When running this command I once got the rather cryptic looking error message:

mysqldump: Got error: 1045: Access denied for user 'ODBC'@'localhost' (using password: YES) when trying to connect

It turned out that I'd pasted the command from a web site where an en dash (–) was used rather than a minus sign (-) when specifying the parameters. This was probably a function of Microsoft Word being used at some point when creating the document on the web site.

Another potential useful way of using the mysqldump command is the following:

mysqldump -e -u root -proot -h localhost --tab=. ppsd

This will create separate tab delimited text files and sql files for each table in the database.

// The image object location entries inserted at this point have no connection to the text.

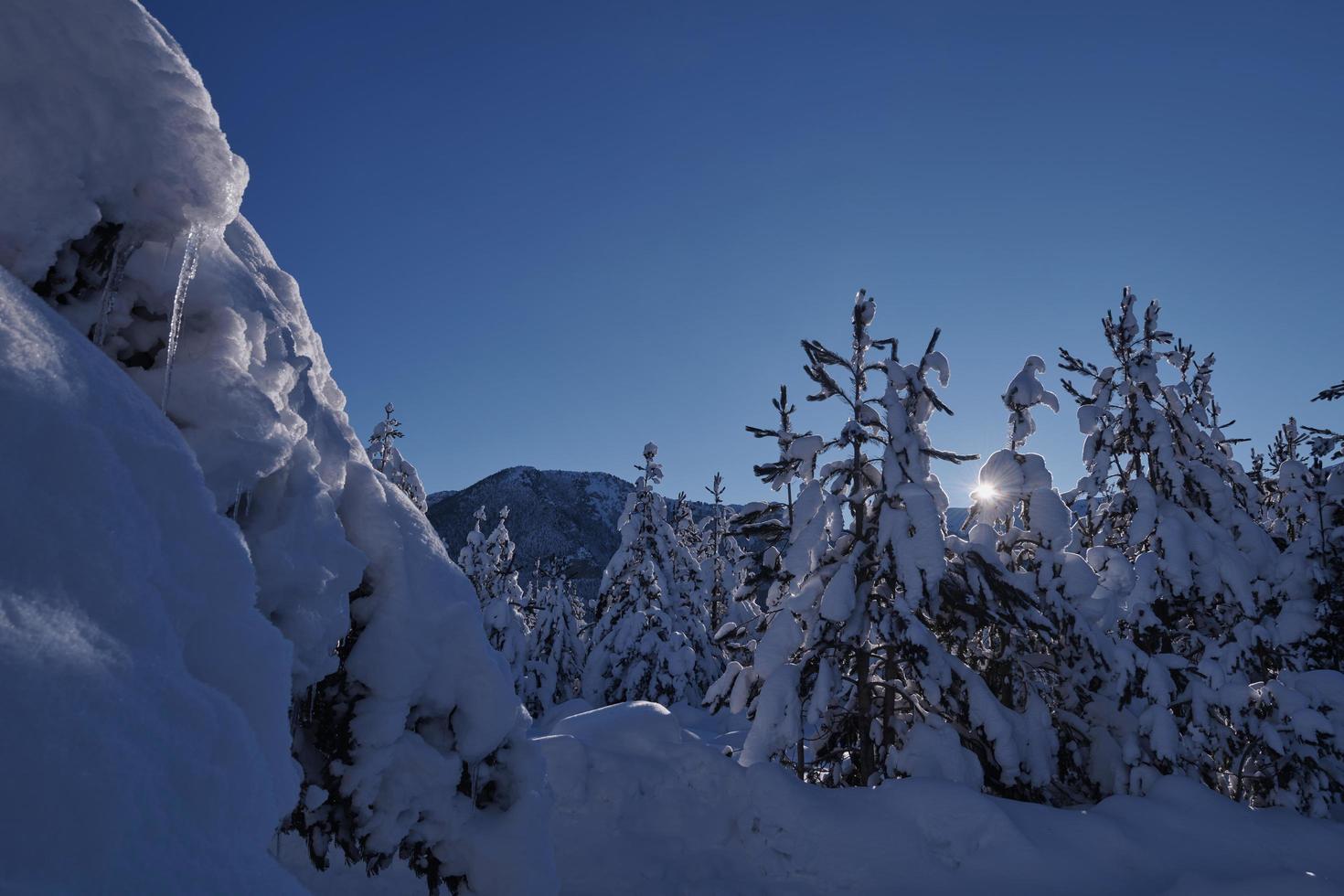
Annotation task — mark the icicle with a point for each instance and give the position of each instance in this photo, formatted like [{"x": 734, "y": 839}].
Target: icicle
[
  {"x": 188, "y": 271},
  {"x": 109, "y": 288}
]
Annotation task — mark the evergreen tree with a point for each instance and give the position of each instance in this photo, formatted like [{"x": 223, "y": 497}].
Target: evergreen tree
[
  {"x": 689, "y": 590},
  {"x": 389, "y": 461},
  {"x": 636, "y": 647},
  {"x": 472, "y": 558},
  {"x": 1171, "y": 515},
  {"x": 1047, "y": 646},
  {"x": 502, "y": 601},
  {"x": 766, "y": 577},
  {"x": 555, "y": 652},
  {"x": 730, "y": 602},
  {"x": 871, "y": 666}
]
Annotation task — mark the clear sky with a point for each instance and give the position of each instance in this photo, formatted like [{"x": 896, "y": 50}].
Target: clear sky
[{"x": 554, "y": 231}]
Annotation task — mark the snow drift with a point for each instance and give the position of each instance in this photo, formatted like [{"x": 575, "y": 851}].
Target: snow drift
[
  {"x": 144, "y": 704},
  {"x": 146, "y": 541}
]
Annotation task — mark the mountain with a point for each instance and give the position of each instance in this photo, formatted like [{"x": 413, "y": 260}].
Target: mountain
[{"x": 560, "y": 513}]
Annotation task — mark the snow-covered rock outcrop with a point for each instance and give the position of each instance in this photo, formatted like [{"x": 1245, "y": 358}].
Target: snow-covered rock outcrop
[{"x": 119, "y": 208}]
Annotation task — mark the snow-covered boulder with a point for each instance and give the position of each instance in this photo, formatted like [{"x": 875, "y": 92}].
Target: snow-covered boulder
[
  {"x": 120, "y": 208},
  {"x": 144, "y": 707}
]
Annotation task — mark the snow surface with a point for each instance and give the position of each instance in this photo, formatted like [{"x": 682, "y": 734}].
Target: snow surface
[
  {"x": 151, "y": 695},
  {"x": 646, "y": 802},
  {"x": 144, "y": 701}
]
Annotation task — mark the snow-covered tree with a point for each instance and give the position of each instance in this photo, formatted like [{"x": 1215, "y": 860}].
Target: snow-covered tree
[
  {"x": 1046, "y": 646},
  {"x": 1168, "y": 517},
  {"x": 554, "y": 649},
  {"x": 688, "y": 590},
  {"x": 765, "y": 577},
  {"x": 502, "y": 601},
  {"x": 872, "y": 664},
  {"x": 637, "y": 649},
  {"x": 729, "y": 598},
  {"x": 389, "y": 461},
  {"x": 474, "y": 558}
]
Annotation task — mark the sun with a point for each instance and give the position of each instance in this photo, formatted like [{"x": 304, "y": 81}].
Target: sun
[{"x": 984, "y": 492}]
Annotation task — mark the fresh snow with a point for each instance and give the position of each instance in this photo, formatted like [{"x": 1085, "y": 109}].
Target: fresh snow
[{"x": 230, "y": 645}]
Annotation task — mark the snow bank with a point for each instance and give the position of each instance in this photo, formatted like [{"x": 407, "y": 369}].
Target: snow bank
[
  {"x": 114, "y": 169},
  {"x": 679, "y": 817},
  {"x": 144, "y": 701}
]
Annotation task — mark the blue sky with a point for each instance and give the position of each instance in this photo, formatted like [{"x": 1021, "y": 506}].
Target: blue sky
[{"x": 551, "y": 232}]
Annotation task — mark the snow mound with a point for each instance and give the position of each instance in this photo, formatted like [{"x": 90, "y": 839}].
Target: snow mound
[
  {"x": 120, "y": 209},
  {"x": 636, "y": 727},
  {"x": 679, "y": 817},
  {"x": 144, "y": 699}
]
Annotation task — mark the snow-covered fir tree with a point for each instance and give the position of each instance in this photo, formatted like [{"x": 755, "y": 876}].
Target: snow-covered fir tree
[
  {"x": 730, "y": 601},
  {"x": 1169, "y": 521},
  {"x": 766, "y": 577},
  {"x": 688, "y": 584},
  {"x": 554, "y": 647},
  {"x": 637, "y": 649},
  {"x": 389, "y": 461},
  {"x": 1046, "y": 647},
  {"x": 502, "y": 601},
  {"x": 474, "y": 558},
  {"x": 869, "y": 667}
]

If the database does not already exist on the server then it must first be created. If it does already exist then skip this step but be aware that restoring the database will overwrite the one that is there. First log in as root to the mysql console. For example if the root password is root:

mysql -u root -proot

At the mysql prompt enter the commands:

create database ppsd;
GRANT ALL ON ppsd.* TO prospector IDENTIFIED BY 'pp';
quit

The second command grants permission to the user prospector assuming the password is pp.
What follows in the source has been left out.